Brutalne zabójstwo Polaka we Francji. Poszedł tylko odebrać zaległą wypłatę
39-letni Jakub wyjechał do pracy we Francji po to, by zapewnić dobry byt swojej żonie i ukochanej córce. Dziś już wiadomo, że do kraju wróci, ale w trumnie. Mężczyzna nie potrafił dogadać się ze swoim szefem, który zalegał z wypłatami pensji, ale mimo tego postanowił domagać się należnych mu pieniędzy. Wtedy doszło do tragedii, za którą stał 26-letni pracodawca Polaka. Mężczyzna został już aresztowany.
Konflikt z pracodawcą
39-letni Jakub wiódł spokojne życie u boku swojej żony i córki w Górce Duchownej pod wielkopolskim Lesznem. Do pełni szczęścia brakowało mu tylko stabilności finansowej, dlatego trzy lata temu zdecydował się wyjechać do pracy w warsztacie we Francji .
Mężczyzna zatrudnił się jako lakiernik samochodowy w małym przedsiębiorstwie w Tain l'Hermitage w regionie Owernia-Rodan-Alpy. Problemy zaczęły się, gdy w firmie na początku roku doszło do zmiany szefa. Nowym został 26-letni Francuz arabskiego pochodzenia, który zaczął zalegać pracownikowi z wypłatami.
39-letni Polak brutalnie zamordowany
W czwartek, 8 czerwca późnym wieczorem Jakub udał się do warsztatu, by po raz kolejny upomnieć się o należne mu pieniądze. Nie wiadomo dokładnie, czy był to jego własny pomysł, czy też szef zwabił go w jakiś sposób, ale wówczas doszło do prawdziwego dramatu.
- 39-letni Polak został zastrzelony w nocy z czwartku na piątek w Tain-l'Hermitage na południu Francji w wyniku konfliktu z domniemanym sprawcą - poinformowała prokuratura z Valence.
Polak nie zginął od razu, ale walczył o życie w szpitalu. Niestety, tę bitwę przegrał i zmarł po kilku godzinach od trafienia do placówki medycznej.
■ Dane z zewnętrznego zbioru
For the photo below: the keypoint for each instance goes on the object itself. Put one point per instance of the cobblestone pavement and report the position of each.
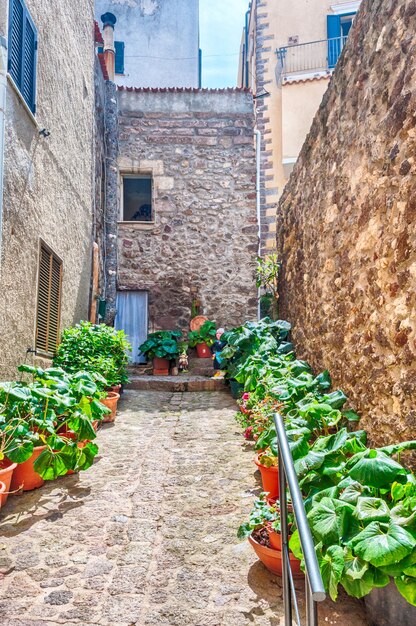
(147, 536)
Śledczy aresztowali szefa ofiary
Prokuratura przekazała, że 26-latek usłyszał zarzuty i został umieszczony w areszcie . Co więcej, śledczy podejrzewają, że mord zaplanował już wcześniej, bowiem feralnego dnia kamery monitoringu w warsztacie zostały wyłączone, a szef Polaka miał przy sobie broń myśliwską.
Ciało Jakuba wciąż jest we Francji. Jeśli chodzi o jego oprawcę, ten był już znany policji. Śledztwo nadzoruje grupa Romans-sur-Isère.